As you can see, the functions bq(), bo(), bx(), bk(), and bu() all wrap simple operators in functions. The function bd() sure would look better and be easier to read with those operators in-line, as such:

function bd(d, f) {
  var a = (d & 0xFFFF) + (f & 0xFFFF);
  var c = ((d >> 16) + (f >> 16)) + (a >> 16);
  return (c << 16) | (a & 0xFFFF);
}

Now that we’ve taken a look at all of the different obfuscation techniques used, let’s start figuring out how to remove them automatically one by one using Babel.

Babel

Babel is a transcompiler for JavaScript that includes a parser and transformer that we can use for our deobfuscator. Babel uses the Visitor Pattern, a software design pattern in which you create visitors, functions that are run against all elements of an Abstract Syntax Tree (AST). Using the visitor pattern, we go down the source tree, visiting every node, and apply our logic to that node to change the obfuscated code into something more readable.
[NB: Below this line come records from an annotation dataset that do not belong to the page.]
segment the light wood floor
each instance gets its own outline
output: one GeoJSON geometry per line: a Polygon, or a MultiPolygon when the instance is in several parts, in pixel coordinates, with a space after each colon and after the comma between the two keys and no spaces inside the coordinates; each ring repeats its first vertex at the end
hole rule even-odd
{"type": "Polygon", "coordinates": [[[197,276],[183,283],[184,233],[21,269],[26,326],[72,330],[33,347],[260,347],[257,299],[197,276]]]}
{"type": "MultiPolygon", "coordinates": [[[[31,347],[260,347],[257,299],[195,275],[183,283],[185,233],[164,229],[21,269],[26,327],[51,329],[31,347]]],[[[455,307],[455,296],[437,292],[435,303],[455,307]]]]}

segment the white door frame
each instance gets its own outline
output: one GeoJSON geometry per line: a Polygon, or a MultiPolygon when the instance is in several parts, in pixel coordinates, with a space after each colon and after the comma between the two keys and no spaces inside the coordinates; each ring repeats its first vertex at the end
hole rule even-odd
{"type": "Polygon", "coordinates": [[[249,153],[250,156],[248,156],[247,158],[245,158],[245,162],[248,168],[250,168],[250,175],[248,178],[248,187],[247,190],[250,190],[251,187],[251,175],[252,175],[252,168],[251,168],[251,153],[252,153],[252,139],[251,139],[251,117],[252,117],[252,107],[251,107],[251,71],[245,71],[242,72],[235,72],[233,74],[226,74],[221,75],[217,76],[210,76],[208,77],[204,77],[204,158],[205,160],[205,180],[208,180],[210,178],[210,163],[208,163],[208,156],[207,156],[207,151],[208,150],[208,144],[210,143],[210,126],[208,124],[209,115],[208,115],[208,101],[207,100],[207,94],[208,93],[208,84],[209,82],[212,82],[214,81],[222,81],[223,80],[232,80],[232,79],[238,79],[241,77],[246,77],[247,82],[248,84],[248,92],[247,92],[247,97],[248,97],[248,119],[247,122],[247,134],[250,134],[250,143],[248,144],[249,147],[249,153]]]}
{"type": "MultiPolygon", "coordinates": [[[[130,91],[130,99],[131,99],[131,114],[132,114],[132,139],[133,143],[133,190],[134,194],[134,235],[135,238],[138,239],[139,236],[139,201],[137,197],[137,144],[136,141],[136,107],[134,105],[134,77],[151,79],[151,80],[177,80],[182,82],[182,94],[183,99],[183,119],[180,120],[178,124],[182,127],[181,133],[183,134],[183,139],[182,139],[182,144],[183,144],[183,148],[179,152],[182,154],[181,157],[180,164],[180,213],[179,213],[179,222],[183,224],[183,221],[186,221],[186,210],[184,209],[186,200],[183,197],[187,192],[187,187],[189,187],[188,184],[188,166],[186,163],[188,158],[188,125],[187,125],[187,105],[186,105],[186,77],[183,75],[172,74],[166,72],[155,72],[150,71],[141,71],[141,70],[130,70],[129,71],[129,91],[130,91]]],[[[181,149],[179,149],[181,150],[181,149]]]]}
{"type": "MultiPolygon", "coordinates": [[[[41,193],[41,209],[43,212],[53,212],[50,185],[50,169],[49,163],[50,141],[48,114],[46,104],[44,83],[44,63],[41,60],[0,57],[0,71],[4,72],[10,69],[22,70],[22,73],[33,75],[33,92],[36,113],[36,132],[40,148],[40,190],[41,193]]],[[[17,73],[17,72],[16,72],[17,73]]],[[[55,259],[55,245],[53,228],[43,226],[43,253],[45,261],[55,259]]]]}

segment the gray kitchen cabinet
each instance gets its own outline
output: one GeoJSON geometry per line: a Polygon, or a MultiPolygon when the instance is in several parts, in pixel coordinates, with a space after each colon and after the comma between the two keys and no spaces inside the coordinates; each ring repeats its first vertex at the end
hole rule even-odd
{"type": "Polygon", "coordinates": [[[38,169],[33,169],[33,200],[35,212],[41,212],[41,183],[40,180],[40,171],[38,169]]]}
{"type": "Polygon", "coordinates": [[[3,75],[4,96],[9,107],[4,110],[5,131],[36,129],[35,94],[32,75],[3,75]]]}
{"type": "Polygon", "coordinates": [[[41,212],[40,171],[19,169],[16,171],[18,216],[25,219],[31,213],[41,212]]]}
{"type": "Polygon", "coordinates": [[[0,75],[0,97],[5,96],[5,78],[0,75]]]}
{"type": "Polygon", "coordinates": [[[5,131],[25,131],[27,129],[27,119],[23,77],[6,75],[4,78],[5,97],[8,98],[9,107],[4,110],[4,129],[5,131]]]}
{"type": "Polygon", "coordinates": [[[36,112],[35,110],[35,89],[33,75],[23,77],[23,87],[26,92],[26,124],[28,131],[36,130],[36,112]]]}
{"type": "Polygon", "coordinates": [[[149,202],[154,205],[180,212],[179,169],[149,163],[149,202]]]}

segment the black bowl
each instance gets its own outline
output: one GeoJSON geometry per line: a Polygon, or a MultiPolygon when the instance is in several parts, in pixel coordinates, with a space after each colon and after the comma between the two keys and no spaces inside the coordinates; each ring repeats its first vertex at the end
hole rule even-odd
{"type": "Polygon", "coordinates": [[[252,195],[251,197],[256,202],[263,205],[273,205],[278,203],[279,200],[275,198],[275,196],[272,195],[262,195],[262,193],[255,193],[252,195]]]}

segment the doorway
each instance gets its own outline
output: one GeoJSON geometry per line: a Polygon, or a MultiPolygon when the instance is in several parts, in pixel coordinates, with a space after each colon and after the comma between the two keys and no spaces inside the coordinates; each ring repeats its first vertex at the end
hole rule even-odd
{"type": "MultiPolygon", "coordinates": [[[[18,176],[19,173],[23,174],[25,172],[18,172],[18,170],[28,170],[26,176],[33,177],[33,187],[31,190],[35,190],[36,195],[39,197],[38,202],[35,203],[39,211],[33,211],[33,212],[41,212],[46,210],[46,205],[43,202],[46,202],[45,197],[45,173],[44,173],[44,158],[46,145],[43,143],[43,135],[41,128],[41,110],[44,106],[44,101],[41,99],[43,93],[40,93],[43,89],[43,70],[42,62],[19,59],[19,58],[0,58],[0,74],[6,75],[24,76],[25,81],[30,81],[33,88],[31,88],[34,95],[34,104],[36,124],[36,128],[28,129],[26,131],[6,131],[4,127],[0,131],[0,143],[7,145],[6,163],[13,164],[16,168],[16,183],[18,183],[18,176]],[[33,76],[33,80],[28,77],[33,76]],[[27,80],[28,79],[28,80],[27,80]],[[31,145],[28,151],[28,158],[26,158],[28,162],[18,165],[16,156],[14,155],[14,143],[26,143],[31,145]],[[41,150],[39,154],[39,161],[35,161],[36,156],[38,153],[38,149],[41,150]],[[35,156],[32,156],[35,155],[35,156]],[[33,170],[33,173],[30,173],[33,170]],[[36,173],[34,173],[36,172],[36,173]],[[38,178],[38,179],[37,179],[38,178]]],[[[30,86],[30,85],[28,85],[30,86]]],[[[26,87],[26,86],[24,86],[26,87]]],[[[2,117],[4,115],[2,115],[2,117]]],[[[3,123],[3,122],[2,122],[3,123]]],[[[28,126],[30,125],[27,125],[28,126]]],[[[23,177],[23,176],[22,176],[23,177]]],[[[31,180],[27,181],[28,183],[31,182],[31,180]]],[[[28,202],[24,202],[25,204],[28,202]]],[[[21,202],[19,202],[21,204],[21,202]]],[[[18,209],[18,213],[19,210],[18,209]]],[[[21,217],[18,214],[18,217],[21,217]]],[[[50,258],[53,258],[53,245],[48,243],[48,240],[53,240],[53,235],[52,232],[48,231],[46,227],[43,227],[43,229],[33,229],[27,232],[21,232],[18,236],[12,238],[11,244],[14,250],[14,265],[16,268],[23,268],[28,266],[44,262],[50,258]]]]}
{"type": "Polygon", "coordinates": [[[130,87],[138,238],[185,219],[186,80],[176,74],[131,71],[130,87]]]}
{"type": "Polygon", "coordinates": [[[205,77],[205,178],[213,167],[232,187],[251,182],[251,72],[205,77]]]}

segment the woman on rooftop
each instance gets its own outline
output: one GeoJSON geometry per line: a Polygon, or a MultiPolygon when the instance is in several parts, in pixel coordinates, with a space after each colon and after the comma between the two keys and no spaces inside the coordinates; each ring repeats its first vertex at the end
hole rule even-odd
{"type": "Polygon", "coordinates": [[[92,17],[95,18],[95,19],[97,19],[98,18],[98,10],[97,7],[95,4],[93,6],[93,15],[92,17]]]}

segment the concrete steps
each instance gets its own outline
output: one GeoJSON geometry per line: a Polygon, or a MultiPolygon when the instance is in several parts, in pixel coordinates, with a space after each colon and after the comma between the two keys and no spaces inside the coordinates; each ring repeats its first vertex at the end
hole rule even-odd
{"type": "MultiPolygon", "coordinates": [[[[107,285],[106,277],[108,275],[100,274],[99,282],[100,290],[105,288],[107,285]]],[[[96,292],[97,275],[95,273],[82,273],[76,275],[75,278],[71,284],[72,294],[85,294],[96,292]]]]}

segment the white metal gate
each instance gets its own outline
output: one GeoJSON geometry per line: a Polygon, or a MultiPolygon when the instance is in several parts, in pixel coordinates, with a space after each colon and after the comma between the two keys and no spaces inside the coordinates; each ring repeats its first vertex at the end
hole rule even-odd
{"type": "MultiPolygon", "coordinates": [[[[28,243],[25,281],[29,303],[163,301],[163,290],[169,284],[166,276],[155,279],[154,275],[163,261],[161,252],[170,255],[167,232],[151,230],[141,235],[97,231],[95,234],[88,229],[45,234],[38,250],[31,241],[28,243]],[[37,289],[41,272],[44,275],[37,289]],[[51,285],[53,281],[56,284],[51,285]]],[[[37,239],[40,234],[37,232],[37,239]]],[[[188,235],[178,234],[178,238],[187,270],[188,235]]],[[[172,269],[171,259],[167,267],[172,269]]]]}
In addition to a parser, Babel also contains a generator. This will allow us to generate code to replace the obfuscated code with something easier to analyze as well as generate code from our ASTs to run in the Node.js VM.

Abstract Syntax Trees

The Babel library can be used to parse our source code and produce Abstract Syntax Trees. These ASTs will be useful in defining the structure of the different techniques used by the obfuscation tool employed by ScamClub. Let’s take a look at the very first function and generate an AST for it:

function bO() {
  return document
}

This function simply returns another identifier and nothing more. Let’s generate an AST for it using the AST Explorer web tool:

{
  "type": "FunctionDeclaration",
  "id": {
    "type": "Identifier",
    "name": "bO"
  },
  "params": [],
  "body": {
    "type": "BlockStatement",
    "body": [
      {
        "type": "ReturnStatement",
        "argument": {
          "type": "Identifier",
          "name": "document"
        }
      }
    ]
  }
}

Note that the output from the AST Explorer tool has been simplified — the tool returns much more information than listed above, but for the sake of brevity and clarity we have removed information such as line and column numbers. If you would like to see the whole output, see the results from the AST Explorer tool.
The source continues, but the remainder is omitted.